Toward the fact of knowing

by Robin Whatley

Assistant Professor, Science and Math Department

For most of us, it isn’t possible to have direct knowledge of all of the intricate workings of our natural world. Knowledge is defined by the American Heritage Dictionary as “Familiarity, awareness, or understanding gained through experience or study; the sum or range of what has been perceived, discovered or learned.”

On the other hand, there are many questions for which scientific answers are readily available and comprehensible, with explanations no more than a Wikipedia page away. Why is the sky blue, or daffodils yellow? How do the cells in our bodies come together to form organs that can digest a potato chip or a strawberry? How does the television transmit signals into our houses that take the shapes of aliens or newscasters or cartoon characters?

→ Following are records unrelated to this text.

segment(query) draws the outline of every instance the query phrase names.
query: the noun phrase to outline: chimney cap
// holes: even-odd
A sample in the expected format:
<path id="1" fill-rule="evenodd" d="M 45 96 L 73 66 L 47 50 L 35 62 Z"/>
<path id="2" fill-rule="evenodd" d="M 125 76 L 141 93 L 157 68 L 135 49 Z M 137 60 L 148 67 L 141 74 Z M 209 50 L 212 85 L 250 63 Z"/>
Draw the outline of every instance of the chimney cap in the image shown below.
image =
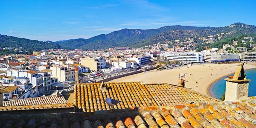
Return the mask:
<path id="1" fill-rule="evenodd" d="M 225 79 L 225 80 L 233 82 L 250 81 L 250 79 L 247 79 L 246 78 L 244 65 L 244 63 L 239 64 L 234 76 L 227 76 L 228 78 Z M 239 76 L 240 74 L 241 76 Z"/>

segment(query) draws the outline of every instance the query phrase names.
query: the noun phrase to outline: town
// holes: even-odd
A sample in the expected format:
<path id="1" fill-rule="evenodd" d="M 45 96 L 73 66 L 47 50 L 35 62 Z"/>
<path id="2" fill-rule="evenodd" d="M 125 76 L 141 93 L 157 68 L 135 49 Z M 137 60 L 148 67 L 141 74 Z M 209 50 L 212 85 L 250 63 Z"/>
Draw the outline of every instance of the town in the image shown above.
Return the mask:
<path id="1" fill-rule="evenodd" d="M 213 37 L 218 36 L 199 38 L 201 42 L 199 43 L 214 43 L 213 41 L 217 39 Z M 243 42 L 245 41 L 255 42 L 255 38 L 245 37 Z M 79 83 L 86 83 L 114 79 L 142 70 L 170 69 L 193 63 L 256 61 L 256 53 L 253 51 L 256 44 L 250 44 L 252 50 L 249 52 L 247 47 L 235 48 L 237 42 L 233 41 L 232 45 L 223 45 L 220 49 L 204 47 L 205 49 L 201 52 L 195 49 L 198 43 L 187 38 L 184 41 L 175 41 L 171 45 L 169 42 L 158 43 L 140 48 L 49 49 L 35 51 L 30 55 L 2 55 L 0 56 L 0 87 L 3 100 L 8 101 L 50 95 L 56 90 L 73 90 L 76 68 Z M 3 49 L 6 49 L 10 48 Z"/>

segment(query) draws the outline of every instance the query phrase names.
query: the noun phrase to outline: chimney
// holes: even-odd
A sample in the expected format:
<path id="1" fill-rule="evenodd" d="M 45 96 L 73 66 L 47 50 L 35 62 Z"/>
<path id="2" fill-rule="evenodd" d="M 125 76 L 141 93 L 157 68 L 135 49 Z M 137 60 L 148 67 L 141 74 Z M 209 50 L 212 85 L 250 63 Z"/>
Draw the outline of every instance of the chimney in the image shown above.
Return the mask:
<path id="1" fill-rule="evenodd" d="M 76 82 L 75 84 L 79 84 L 79 76 L 78 75 L 78 68 L 76 67 L 75 69 L 75 80 Z"/>
<path id="2" fill-rule="evenodd" d="M 12 96 L 13 96 L 13 98 L 12 98 L 12 100 L 17 100 L 18 99 L 18 98 L 17 97 L 17 95 L 18 95 L 18 94 L 12 95 Z"/>
<path id="3" fill-rule="evenodd" d="M 60 94 L 60 93 L 58 92 L 58 90 L 57 90 L 56 91 L 56 97 L 60 97 L 60 96 L 61 96 L 61 95 Z"/>
<path id="4" fill-rule="evenodd" d="M 3 106 L 3 96 L 2 96 L 2 94 L 1 93 L 1 92 L 0 92 L 0 107 L 2 107 Z"/>
<path id="5" fill-rule="evenodd" d="M 105 92 L 107 90 L 107 86 L 105 84 L 105 83 L 104 83 L 104 81 L 102 81 L 100 84 L 99 90 L 100 90 L 102 92 Z"/>
<path id="6" fill-rule="evenodd" d="M 239 74 L 241 73 L 241 76 Z M 244 63 L 239 64 L 234 76 L 228 76 L 226 80 L 225 101 L 235 102 L 247 98 L 249 82 L 244 69 Z"/>

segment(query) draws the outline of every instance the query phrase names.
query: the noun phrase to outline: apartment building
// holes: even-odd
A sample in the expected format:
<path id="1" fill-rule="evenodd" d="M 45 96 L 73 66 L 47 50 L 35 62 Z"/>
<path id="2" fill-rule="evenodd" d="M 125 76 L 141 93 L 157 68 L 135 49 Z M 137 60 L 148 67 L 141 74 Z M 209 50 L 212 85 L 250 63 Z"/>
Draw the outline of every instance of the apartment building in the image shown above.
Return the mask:
<path id="1" fill-rule="evenodd" d="M 44 79 L 41 74 L 38 73 L 37 72 L 30 71 L 19 71 L 18 77 L 28 77 L 29 79 L 30 83 L 32 84 L 34 92 L 32 97 L 38 97 L 44 94 Z"/>
<path id="2" fill-rule="evenodd" d="M 123 68 L 131 67 L 131 63 L 130 61 L 115 61 L 112 64 L 114 67 L 121 67 Z"/>
<path id="3" fill-rule="evenodd" d="M 52 76 L 58 78 L 61 82 L 68 80 L 75 81 L 75 69 L 66 67 L 51 67 Z"/>
<path id="4" fill-rule="evenodd" d="M 253 45 L 253 51 L 256 51 L 256 44 Z"/>
<path id="5" fill-rule="evenodd" d="M 81 65 L 88 67 L 91 70 L 99 71 L 106 67 L 106 59 L 102 57 L 81 58 Z"/>
<path id="6" fill-rule="evenodd" d="M 144 65 L 151 61 L 151 57 L 150 55 L 145 55 L 141 56 L 137 56 L 130 57 L 127 58 L 127 60 L 129 61 L 135 61 L 139 65 Z"/>
<path id="7" fill-rule="evenodd" d="M 178 61 L 181 63 L 199 63 L 203 62 L 203 56 L 197 52 L 173 52 L 166 55 L 170 61 Z"/>
<path id="8" fill-rule="evenodd" d="M 256 61 L 256 52 L 239 53 L 239 58 L 241 61 Z"/>
<path id="9" fill-rule="evenodd" d="M 247 52 L 247 48 L 245 47 L 238 47 L 236 48 L 236 50 L 237 51 L 240 52 Z"/>
<path id="10" fill-rule="evenodd" d="M 38 72 L 38 73 L 43 76 L 44 90 L 48 90 L 51 87 L 51 75 L 48 74 L 47 72 Z"/>
<path id="11" fill-rule="evenodd" d="M 3 97 L 3 101 L 17 99 L 18 92 L 19 86 L 0 86 L 0 95 L 2 95 L 0 97 Z M 2 100 L 2 99 L 0 100 Z"/>
<path id="12" fill-rule="evenodd" d="M 204 60 L 209 62 L 238 61 L 239 55 L 233 54 L 207 54 L 204 55 Z"/>

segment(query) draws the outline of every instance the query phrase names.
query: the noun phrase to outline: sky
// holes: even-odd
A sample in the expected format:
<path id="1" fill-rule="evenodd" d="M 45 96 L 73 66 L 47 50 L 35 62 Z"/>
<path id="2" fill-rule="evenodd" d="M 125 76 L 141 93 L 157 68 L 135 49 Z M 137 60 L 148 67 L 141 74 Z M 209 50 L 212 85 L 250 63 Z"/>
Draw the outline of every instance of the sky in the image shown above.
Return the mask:
<path id="1" fill-rule="evenodd" d="M 0 34 L 87 39 L 122 29 L 256 25 L 256 0 L 2 0 Z"/>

Why we perceive the sky as blue or daffodils as yellow is based on the interpretation of data, that is, facts or observations about our world. Data doesn’t necessarily have any particular meaning until it is interpreted in some way that confers information.

How we know that somewhere beyond our blue sky are orbiting moons, planets, asteroids (sorry, Pluto) and other universes, lies somewhere between fact (data), trust and knowledge. While there are still many scientific questions remaining (the reason students continue to become scientists), our trust in science and scientists has been validated time and again. Validated by the development of life-saving advances in medicine, by exploration and research on energy sources and new forms of communication, by the invention of tools and technology for studying and making predictions about earth processes, and the list goes on. The science behind our trust is built upon a long history of observations, investigations and comprehensive knowledge of the

natural world.

So why, when the American public is polled about whether humans and other animals have evolved over time, does 31 percent of the public not trust that scientists are telling them the truth?

The 2009 report from the Pew Research Center for the People & the Press found that while 97 percent of scientists accept the evolution of humans and other animals over time, only 61 percent of the public is in agreement. In 2004, a Gallup poll found that 45 percent of respondents believed that “God created man pretty much in his present form at one time within the last 10,000 years.” The Earth, however, is not young.  Geologists worldwide agree on an age of 4.54 billion years.

Science is not infallible, nor are scientists, but why is there such a dichotomy between science and popular understanding when it comes to issues of evolution? The same 2004 Gallup poll found that only 20 percent of those with a high school education or less (versus 52 percent of college graduates and 60 percent of postgraduates), and only 22 percent of weekly church attendees (versus 46 percent of those who seldom or never attend church) believed that Darwin’s theory of evolution is well supported by scientific evidence. As one Columbia student pointed out to me recently, “We are forced to choose between religion and science at a young age.”

We need to allow our own minds to gather evidence and form conclusions.

When I was in sixth grade, my teacher Mrs. Graham, introduced us to the concept that dinosaurs had existed many millions of years ago. I made the shocking connection that the Earth had to be at least as old, not merely several thousand years old as I’d been taught in church.  After a sleepless night, I asked her how it could be so. Mrs. Graham very quietly replied: “We have the scientific evidence that dinosaur fossils are millions of years old. You think about it.” And that was all she needed to say.